CN106569152A - Optical fiber cantilever beam magnetic field sensing probe based on giant magnetostrictive film - Google Patents

Abstract

The invention discloses an optical fiber cantilever beam magnetic field sensing probe based on a giant magnetostrictive film, and belongs to the technical field of optical fiber sensors. The optical fiber cantilever beam magnetic field sensing probe comprises an optical fiber, a fixing and supporting end, an optical fiber cantilever beam, a chromium metal film and the giant magnetostrictive film. The optical fiber cantilever beam is arranged on the optical fiber end surface. The optical fiber cantilever beam is connected with the optical fiber end surface through the fixing and supporting end. The optical fiber cantilever beam and the optical fiber end surface form a Fabry-Perot resonant cavity. The chromium metal film and the giant magnetostrictive film are plated on the external surface of the optical fiber cantilever beam in turn. In a magnetic field to be measured, telescoping of the giant magnetostrictive film results in the deflection of the optical fiber cantilever beam or the change of the resonant frequency, and the deflection of the optical fiber cantilever beam or the change of the resonant frequency is detected by the Fabry-Perot resonant cavity so as to measure the size of the external magnetic field.

Description

A Fiber Optic Cantilever Beam Magnetic Field Sensing Probe Based on Giant Magnetostrictive Film

technical field

The invention relates to a magnetic field sensing probe, in particular to an optical fiber cantilever beam magnetic field sensing probe based on a giant magnetostrictive film.

Background technique

The current magnetic field sensors are mainly based on mechanisms such as Hall effect, magnetoresistance effect, fluxgate effect, tunnel effect and nuclear magnetic resonance effect. Interference is generated, which limits the further improvement of the detection accuracy of this type of sensor. Traditional magnetic field sensors are bulky and difficult to detect magnetic fields in narrow spaces. The optical fiber magnetic field sensor does not affect the electromagnetic field to be measured, and has the advantages of corrosion resistance, light weight, small size, etc., which is beneficial to the application in aviation and aerospace fields and narrow spaces. The optical fiber cantilever beam magnetic field sensor combines the characteristics of the optical fiber magnetic field sensor and the cantilever beam, and has the advantages of miniaturization, easy realization of multi-point distributed detection, long-distance detection, high precision, low power consumption and all-optical transmission.

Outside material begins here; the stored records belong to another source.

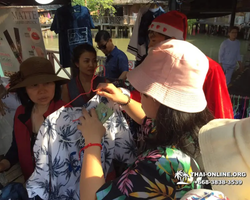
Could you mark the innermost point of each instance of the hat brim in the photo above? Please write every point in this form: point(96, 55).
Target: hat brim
point(38, 79)
point(178, 100)
point(221, 153)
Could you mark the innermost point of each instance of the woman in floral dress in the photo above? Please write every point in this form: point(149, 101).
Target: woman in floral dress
point(170, 81)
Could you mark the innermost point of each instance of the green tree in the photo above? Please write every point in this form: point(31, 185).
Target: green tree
point(103, 7)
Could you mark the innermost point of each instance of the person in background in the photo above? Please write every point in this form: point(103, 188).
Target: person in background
point(116, 65)
point(176, 102)
point(84, 62)
point(174, 25)
point(3, 92)
point(39, 91)
point(229, 53)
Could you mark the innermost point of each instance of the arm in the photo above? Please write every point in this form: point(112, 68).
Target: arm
point(123, 76)
point(123, 66)
point(133, 109)
point(65, 94)
point(92, 177)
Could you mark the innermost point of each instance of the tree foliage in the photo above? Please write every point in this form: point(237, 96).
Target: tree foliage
point(102, 7)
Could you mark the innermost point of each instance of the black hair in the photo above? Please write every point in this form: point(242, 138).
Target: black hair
point(77, 52)
point(102, 35)
point(178, 129)
point(234, 28)
point(23, 97)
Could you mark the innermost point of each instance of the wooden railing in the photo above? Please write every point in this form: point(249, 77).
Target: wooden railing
point(53, 56)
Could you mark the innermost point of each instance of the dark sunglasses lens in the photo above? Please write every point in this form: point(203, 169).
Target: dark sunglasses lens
point(102, 47)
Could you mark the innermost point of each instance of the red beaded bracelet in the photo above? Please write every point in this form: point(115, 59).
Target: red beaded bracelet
point(89, 145)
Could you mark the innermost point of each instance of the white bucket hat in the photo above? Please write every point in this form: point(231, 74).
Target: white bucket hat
point(225, 147)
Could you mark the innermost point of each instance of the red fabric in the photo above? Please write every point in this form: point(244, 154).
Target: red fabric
point(135, 95)
point(216, 92)
point(215, 89)
point(22, 134)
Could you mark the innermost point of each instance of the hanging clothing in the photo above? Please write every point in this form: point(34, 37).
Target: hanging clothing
point(215, 89)
point(154, 174)
point(139, 41)
point(133, 46)
point(21, 147)
point(75, 88)
point(73, 24)
point(58, 167)
point(229, 55)
point(116, 63)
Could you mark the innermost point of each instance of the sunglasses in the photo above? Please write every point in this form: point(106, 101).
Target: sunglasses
point(102, 46)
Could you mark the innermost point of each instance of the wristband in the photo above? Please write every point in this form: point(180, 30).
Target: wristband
point(127, 101)
point(89, 145)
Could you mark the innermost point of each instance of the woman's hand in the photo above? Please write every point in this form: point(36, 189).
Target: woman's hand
point(111, 92)
point(91, 127)
point(2, 108)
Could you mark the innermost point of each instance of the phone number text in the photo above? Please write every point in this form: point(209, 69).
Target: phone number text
point(219, 182)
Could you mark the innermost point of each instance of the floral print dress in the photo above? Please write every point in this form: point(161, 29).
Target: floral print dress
point(154, 175)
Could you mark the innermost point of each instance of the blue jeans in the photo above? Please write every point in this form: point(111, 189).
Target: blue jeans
point(228, 70)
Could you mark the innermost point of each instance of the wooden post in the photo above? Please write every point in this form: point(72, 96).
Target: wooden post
point(234, 6)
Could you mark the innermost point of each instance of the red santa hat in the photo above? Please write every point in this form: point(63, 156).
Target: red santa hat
point(172, 24)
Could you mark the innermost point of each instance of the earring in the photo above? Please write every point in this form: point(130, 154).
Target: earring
point(104, 112)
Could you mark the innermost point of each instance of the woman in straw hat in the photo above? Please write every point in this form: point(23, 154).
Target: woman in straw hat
point(38, 89)
point(170, 81)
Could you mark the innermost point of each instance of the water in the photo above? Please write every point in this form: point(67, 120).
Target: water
point(208, 44)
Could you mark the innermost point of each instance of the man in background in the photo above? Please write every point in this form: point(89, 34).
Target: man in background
point(229, 53)
point(116, 65)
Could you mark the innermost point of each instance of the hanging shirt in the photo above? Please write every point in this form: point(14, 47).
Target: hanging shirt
point(229, 52)
point(58, 168)
point(73, 24)
point(116, 63)
point(139, 46)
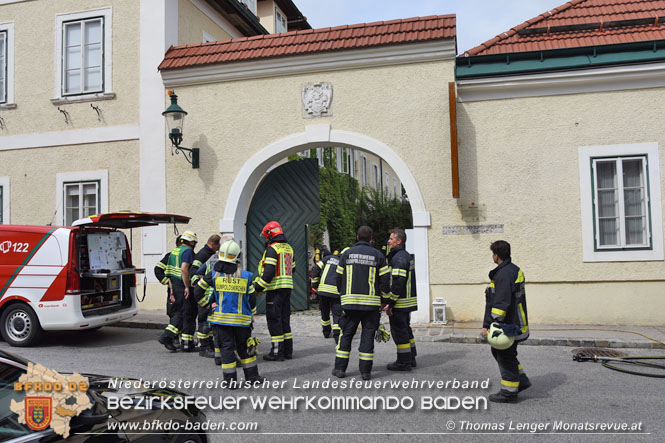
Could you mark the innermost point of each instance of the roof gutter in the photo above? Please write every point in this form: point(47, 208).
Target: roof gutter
point(559, 59)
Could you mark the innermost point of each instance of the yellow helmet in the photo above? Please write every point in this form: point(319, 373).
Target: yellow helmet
point(498, 339)
point(229, 252)
point(189, 236)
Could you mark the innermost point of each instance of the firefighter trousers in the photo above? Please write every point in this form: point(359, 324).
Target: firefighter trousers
point(169, 304)
point(232, 339)
point(400, 329)
point(326, 305)
point(189, 321)
point(349, 323)
point(278, 315)
point(203, 329)
point(511, 369)
point(175, 326)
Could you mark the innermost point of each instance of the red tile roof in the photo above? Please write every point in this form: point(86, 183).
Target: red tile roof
point(417, 29)
point(581, 23)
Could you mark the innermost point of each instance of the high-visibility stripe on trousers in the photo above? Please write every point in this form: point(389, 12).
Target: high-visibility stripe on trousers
point(278, 316)
point(349, 324)
point(233, 339)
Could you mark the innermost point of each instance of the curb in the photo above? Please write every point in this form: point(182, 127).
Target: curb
point(465, 339)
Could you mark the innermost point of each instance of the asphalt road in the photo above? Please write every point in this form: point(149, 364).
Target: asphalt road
point(563, 393)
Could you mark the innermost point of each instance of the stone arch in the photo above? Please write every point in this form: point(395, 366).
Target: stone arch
point(251, 173)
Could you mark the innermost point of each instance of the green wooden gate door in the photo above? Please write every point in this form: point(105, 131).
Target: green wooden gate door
point(289, 194)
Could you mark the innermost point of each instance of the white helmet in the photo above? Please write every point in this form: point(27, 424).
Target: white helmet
point(189, 236)
point(498, 339)
point(229, 252)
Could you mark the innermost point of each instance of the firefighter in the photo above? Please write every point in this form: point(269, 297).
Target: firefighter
point(178, 272)
point(325, 282)
point(402, 301)
point(232, 300)
point(276, 278)
point(197, 314)
point(362, 276)
point(160, 274)
point(505, 308)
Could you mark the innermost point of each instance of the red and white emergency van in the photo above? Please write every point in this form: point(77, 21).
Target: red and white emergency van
point(71, 277)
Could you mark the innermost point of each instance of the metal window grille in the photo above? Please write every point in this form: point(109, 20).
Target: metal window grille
point(81, 200)
point(621, 203)
point(83, 55)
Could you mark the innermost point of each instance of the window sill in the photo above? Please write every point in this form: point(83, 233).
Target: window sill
point(83, 98)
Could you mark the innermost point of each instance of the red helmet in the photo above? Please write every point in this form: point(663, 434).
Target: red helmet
point(271, 229)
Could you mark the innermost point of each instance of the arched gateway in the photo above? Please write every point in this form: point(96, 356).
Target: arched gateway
point(376, 87)
point(250, 174)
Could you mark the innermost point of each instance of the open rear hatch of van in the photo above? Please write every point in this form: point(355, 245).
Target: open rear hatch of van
point(105, 270)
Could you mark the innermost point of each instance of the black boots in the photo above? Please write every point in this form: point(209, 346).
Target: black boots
point(399, 366)
point(503, 397)
point(167, 342)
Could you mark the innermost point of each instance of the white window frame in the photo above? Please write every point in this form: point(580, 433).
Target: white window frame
point(319, 157)
point(4, 184)
point(279, 14)
point(251, 5)
point(107, 53)
point(586, 156)
point(8, 28)
point(365, 172)
point(85, 176)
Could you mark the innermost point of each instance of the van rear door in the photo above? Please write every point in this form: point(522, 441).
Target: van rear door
point(107, 276)
point(128, 220)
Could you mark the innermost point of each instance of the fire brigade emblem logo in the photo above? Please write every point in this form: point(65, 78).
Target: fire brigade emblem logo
point(4, 246)
point(316, 99)
point(38, 412)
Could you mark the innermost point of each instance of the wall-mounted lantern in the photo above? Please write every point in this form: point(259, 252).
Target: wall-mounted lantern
point(439, 307)
point(175, 119)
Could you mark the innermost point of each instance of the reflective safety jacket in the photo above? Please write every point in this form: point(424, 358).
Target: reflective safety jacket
point(201, 297)
point(505, 301)
point(234, 295)
point(362, 276)
point(160, 269)
point(402, 280)
point(276, 267)
point(200, 258)
point(176, 258)
point(324, 277)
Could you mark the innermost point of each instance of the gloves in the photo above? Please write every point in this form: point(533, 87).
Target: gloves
point(252, 345)
point(382, 335)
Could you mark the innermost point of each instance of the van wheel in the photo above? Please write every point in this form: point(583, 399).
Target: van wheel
point(20, 325)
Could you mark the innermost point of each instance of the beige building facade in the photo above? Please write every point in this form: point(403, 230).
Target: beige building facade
point(528, 147)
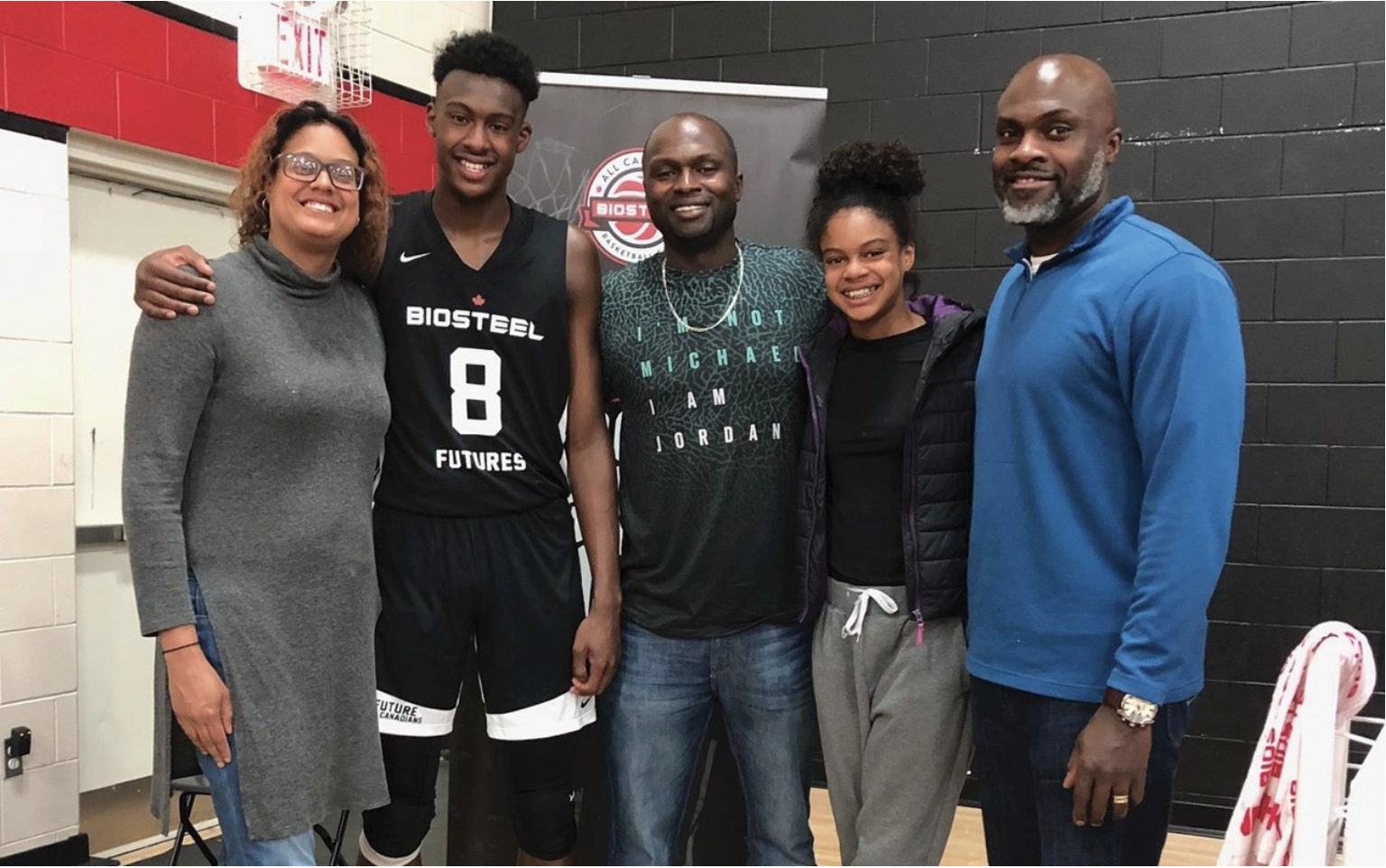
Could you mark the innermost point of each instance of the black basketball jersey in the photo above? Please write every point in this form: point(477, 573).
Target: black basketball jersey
point(477, 366)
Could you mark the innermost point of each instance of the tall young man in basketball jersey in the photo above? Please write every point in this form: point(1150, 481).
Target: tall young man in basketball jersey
point(700, 344)
point(489, 314)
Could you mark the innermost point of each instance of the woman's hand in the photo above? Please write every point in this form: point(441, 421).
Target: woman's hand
point(201, 702)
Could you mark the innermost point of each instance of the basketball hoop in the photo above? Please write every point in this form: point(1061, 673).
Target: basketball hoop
point(318, 51)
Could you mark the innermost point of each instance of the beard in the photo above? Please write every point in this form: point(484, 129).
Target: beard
point(1059, 204)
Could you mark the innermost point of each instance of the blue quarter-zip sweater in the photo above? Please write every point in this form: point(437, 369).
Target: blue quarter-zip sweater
point(1111, 397)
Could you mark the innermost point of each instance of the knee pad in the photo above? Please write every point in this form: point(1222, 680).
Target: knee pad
point(545, 823)
point(395, 831)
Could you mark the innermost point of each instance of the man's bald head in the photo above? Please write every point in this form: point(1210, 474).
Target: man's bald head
point(1057, 137)
point(1069, 79)
point(690, 125)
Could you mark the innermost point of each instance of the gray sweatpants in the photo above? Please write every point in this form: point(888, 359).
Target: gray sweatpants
point(896, 725)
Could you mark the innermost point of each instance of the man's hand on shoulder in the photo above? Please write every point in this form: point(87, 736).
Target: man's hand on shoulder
point(1108, 769)
point(164, 289)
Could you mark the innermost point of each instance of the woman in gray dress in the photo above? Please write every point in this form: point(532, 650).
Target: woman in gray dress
point(253, 434)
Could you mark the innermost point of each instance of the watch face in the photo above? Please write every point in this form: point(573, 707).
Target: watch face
point(1138, 712)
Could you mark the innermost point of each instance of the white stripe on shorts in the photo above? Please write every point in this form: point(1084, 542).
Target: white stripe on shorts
point(561, 715)
point(402, 717)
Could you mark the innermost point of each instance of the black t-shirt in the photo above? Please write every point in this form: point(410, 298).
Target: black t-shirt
point(868, 415)
point(708, 437)
point(477, 366)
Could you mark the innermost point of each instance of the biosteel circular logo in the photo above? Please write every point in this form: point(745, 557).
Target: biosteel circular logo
point(614, 212)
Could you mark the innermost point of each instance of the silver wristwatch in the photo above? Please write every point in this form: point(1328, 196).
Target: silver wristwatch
point(1132, 710)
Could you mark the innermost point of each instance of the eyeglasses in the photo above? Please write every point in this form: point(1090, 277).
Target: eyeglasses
point(305, 167)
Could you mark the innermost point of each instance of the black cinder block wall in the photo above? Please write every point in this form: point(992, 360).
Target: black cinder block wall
point(1254, 129)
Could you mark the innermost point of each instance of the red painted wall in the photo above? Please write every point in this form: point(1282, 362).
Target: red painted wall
point(124, 72)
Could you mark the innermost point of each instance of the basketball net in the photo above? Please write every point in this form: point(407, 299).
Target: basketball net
point(307, 51)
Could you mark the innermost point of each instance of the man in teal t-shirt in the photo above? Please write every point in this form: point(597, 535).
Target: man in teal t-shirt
point(700, 346)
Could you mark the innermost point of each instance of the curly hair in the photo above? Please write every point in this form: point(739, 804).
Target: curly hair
point(485, 53)
point(362, 250)
point(881, 176)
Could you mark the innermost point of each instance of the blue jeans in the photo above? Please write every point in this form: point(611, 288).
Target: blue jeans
point(1021, 753)
point(237, 847)
point(657, 710)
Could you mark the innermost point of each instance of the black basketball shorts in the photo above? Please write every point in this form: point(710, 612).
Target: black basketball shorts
point(507, 586)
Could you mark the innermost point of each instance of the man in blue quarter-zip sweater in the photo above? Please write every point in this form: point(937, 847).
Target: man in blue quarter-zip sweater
point(1109, 418)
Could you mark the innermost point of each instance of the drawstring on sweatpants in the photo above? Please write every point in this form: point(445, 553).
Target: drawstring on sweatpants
point(858, 616)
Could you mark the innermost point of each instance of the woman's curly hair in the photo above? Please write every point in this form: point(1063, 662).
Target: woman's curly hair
point(881, 176)
point(364, 248)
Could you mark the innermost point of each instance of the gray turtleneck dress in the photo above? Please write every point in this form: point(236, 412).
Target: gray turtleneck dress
point(251, 441)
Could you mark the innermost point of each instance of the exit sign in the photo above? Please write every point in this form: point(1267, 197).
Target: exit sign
point(302, 49)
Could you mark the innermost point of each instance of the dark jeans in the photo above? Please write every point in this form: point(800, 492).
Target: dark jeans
point(1021, 752)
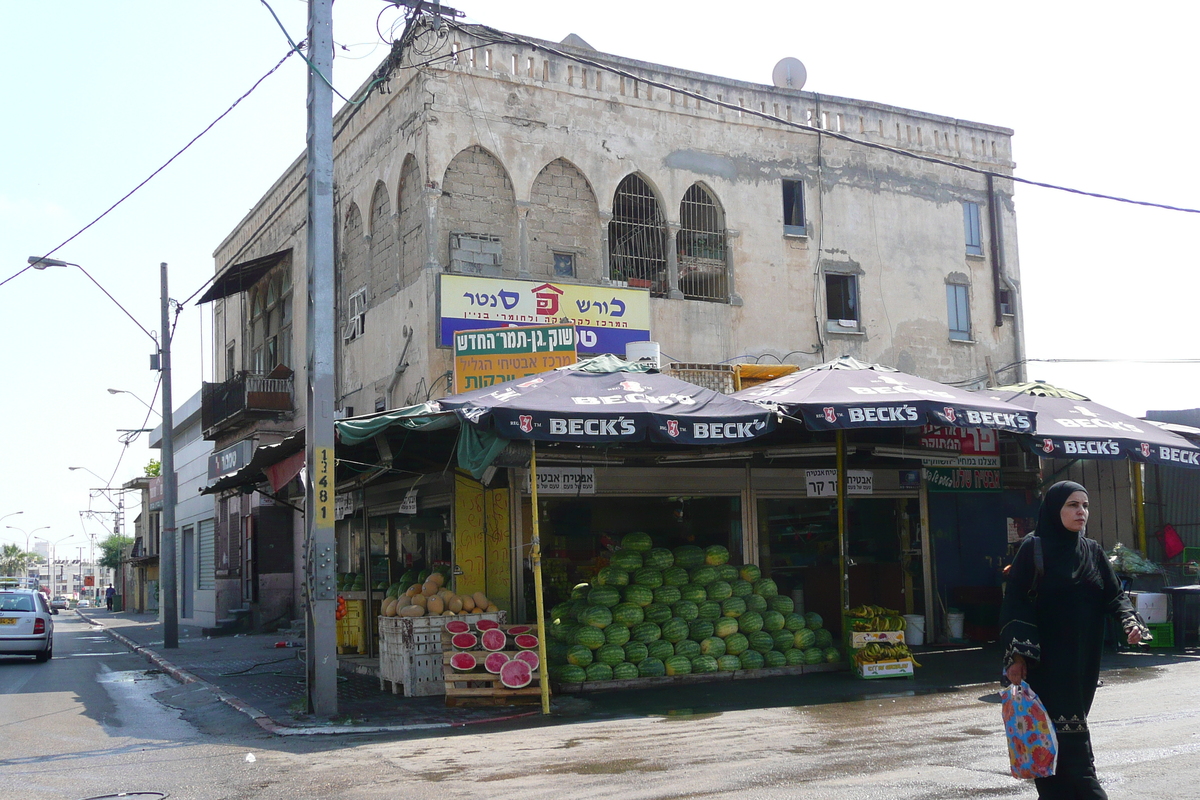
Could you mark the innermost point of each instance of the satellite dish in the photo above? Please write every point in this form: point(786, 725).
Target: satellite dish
point(790, 73)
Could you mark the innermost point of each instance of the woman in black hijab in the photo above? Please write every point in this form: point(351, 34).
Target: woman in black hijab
point(1053, 629)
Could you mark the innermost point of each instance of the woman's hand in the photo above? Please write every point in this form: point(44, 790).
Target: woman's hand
point(1017, 671)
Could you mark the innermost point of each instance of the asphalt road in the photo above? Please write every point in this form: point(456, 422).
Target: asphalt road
point(95, 722)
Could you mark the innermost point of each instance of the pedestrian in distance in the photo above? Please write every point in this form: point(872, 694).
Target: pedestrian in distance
point(1059, 593)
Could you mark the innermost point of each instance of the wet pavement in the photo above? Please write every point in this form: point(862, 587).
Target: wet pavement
point(251, 674)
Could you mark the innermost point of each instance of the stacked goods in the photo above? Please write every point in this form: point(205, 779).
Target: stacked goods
point(676, 613)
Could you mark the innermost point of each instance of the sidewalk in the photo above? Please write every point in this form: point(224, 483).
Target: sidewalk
point(249, 673)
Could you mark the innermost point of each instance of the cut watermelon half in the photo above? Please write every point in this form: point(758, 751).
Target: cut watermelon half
point(516, 674)
point(493, 662)
point(463, 641)
point(463, 661)
point(493, 639)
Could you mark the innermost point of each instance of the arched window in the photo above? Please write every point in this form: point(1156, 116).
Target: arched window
point(637, 236)
point(701, 246)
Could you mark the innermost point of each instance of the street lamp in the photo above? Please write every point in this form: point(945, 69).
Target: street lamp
point(167, 565)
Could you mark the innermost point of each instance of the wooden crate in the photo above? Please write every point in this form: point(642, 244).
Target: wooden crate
point(483, 687)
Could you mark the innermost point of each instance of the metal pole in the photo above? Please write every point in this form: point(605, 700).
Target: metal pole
point(319, 489)
point(168, 566)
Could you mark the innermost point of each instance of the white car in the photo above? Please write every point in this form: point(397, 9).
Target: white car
point(27, 627)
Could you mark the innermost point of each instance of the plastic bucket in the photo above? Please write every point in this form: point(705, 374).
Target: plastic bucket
point(954, 621)
point(915, 629)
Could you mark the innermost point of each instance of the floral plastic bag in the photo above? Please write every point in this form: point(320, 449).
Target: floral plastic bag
point(1032, 743)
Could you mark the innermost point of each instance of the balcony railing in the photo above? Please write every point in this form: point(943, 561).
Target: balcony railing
point(245, 396)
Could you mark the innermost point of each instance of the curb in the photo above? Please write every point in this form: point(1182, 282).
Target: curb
point(264, 721)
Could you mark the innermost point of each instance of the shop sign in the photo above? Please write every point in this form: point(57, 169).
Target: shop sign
point(491, 356)
point(823, 482)
point(607, 318)
point(963, 479)
point(565, 480)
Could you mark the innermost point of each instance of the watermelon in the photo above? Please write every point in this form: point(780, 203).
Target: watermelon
point(639, 595)
point(660, 649)
point(463, 661)
point(597, 617)
point(658, 613)
point(465, 641)
point(616, 635)
point(675, 576)
point(647, 577)
point(659, 558)
point(580, 655)
point(612, 576)
point(751, 660)
point(624, 671)
point(628, 614)
point(589, 637)
point(750, 623)
point(685, 609)
point(717, 554)
point(598, 671)
point(766, 587)
point(736, 644)
point(689, 557)
point(606, 596)
point(625, 559)
point(516, 674)
point(651, 668)
point(675, 630)
point(636, 541)
point(719, 590)
point(610, 654)
point(636, 651)
point(699, 629)
point(725, 626)
point(781, 603)
point(646, 632)
point(667, 595)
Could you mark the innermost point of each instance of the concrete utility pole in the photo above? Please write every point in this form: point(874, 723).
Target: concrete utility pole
point(321, 557)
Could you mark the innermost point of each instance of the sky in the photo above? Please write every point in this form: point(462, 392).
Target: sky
point(101, 95)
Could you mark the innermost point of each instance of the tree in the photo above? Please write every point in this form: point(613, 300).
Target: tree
point(111, 549)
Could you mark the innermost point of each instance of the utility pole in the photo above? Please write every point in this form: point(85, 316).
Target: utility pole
point(321, 558)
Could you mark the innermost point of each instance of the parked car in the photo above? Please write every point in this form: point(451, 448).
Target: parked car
point(27, 626)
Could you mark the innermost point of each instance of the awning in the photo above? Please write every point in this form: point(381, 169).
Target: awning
point(243, 276)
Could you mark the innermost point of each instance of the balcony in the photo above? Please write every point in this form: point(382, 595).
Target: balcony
point(243, 398)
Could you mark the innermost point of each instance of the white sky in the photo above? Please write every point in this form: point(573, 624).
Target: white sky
point(100, 95)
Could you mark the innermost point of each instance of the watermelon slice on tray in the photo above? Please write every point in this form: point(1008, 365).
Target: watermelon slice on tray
point(516, 674)
point(463, 661)
point(463, 641)
point(493, 639)
point(493, 662)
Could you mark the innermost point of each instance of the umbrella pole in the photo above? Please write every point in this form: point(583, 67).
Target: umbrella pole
point(539, 601)
point(841, 519)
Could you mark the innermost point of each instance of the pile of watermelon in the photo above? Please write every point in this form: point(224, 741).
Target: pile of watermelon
point(657, 612)
point(508, 651)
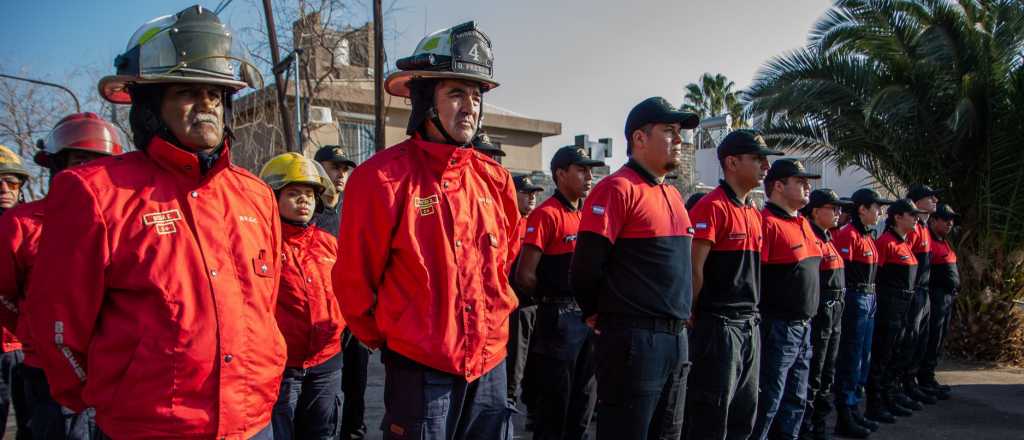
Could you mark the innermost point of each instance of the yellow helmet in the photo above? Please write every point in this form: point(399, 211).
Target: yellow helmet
point(283, 170)
point(10, 163)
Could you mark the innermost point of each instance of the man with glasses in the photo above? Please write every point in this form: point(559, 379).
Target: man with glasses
point(723, 395)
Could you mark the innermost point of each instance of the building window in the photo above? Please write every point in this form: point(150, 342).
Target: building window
point(357, 139)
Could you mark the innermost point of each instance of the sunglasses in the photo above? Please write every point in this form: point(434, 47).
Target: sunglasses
point(12, 183)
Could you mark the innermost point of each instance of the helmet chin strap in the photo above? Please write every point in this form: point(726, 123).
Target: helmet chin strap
point(436, 121)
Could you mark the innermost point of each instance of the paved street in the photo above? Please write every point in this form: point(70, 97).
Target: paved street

There are three main types of fiber-optic cantilever beams. (1) Paste the optical fiber on the cantilever beam, and the vibration of the cantilever beam will cause some physical quantities in the optical fiber to change, so as to know the change of the external quantity to be detected. (2) Fabricate a cantilever beam structure on the fiber body, and use the interference principle or other principles to measure the change of the external quantity to be detected. (3) The optical fiber itself is used as a cantilever beam, which is vibrated by a vibration source such as piezoelectric ceramics, so as to measure the change of the external quantity to be detected.

In the present invention, the cantilever beam is processed on the end face of the optical fiber to realize the integrated structure of the optical fiber. The outer surface of the optical fiber cantilever beam is coated with a chromium metal film and a giant magnetostrictive thin film (GMF: Giant Magnetostrictive Thin Film), forming a giant magnetostrictive thin film (GMF: Giant Magnetostrictive Thin Film). The thin-film optical fiber cantilever beam magnetic field sensing probe does not require electrical signal excitation, so there is no interference of the excitation electrical signal to the electromagnetic field to be measured, it can be miniaturized, and the detection accuracy is effectively improved.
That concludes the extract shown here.